We had no doubt: we would be chemists, but our expectations and hopes were different. Enrico asked of chemistry, reasonably, the tools for an income and a secure life. I asked something else: for me chemistry represented a vague cloud of imminent powers, which enveloped my future in black spirals torn by flashes of fire, like the one that obscured Mount Sinai. Like Moses, I expected from that cloud my law, order in myself, around me, and in the world. I was sated with books, though I continued to devour them with indiscriminate voracity, and was looking for another key to the true heights: a key there must be, and I was certain that, because of some monstrous plot against me and the world, I would not get it at school. At school I was administered huge doses of notions that I diligently digested, but they didn’t warm my blood. I watched the buds swell in spring, the mica sparkle in the granite, my own hands, and said to myself, “I’ll understand this, too, I’ll understand everything, but not the way they want. I’ll find a shortcut, I’ll make myself a picklock, I’ll force the doors.” It was exhausting, nauseating, to listen to lectures on the problem of being and knowing, when all around us was mystery wanting urgently to reveal itself: the old wood of the desks, the sphere of the sun beyond the windows and the rooftops, the idle flight of milkweed in the June air. There—would all the philosophers and all the armies in the world be capable of creating that gnat? No, and not even of understanding it: this was a shame and an outrage, another path had to be found.
We would be chemists, Enrico and I. We would dredge the belly of mystery with our powers, with our genius: we would grip Proteus by the throat, we would bring a halt to his inconclusive metamorphoses from Plato to Augustine, from Augustine to St. Thomas, from St. Thomas to Hegel, from Hegel to Croce. We would force him to speak.

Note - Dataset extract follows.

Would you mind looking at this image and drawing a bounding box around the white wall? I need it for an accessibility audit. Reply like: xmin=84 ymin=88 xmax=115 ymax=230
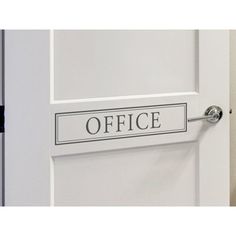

This being our program, we could not afford to waste opportunities. Enrico’s brother, a mysterious and quick-tempered person Enrico did not willingly talk about, was a chemistry student and had set up a laboratory at the back of a courtyard, in an odd narrow, twisting alley that goes off Piazza della Crocetta, and stands out in the obsessive Turinese geometry like a rudimentary organ trapped in the evolved structure of a mammal. The laboratory, too, was rudimentary: not in the sense of an atavistic remnant but, rather, in the sense of extreme poverty. There was a tiled counter, a little glassware, some twenty decanters containing reagents, a lot of dust, a lot of spiders, scant light, and extreme cold. All along the way we had discussed what we would do, now that we were going to “enter the laboratory,” but our ideas were confused.
It seemed to us an embarrassment of riches, and was instead a different embarrassment, deeper and more fundamental: an embarrassment tied to an ancient atrophy, ours, our families’, our caste’s. What did we know how to do with our hands? Nothing, or almost. The women, yes: our mothers and grandmothers had quick, agile hands, they knew how to sew and cook, some even how to play the piano, paint with watercolors, embroider, braid hair. But we, and our fathers?
Our hands were clumsy and weak at the same time, regressed, insensitive: the least educated part of our bodies. Having completed their first basic experiences of play, they had learned to write and nothing else. They knew the convulsive grip of the branch of a tree, because we loved to climb, out of a natural desire and, at the same time (for Enrico and me), a confused homage and return to the origin of the species; but they didn’t know the solemn, balanced weight of the hammer, the concentrated force of blades, which had been too prudently forbidden, the eloquent texture of wood, the similar yet different malleability of iron, lead, and copper. If man is the maker, we were not men: we knew it and suffered for it.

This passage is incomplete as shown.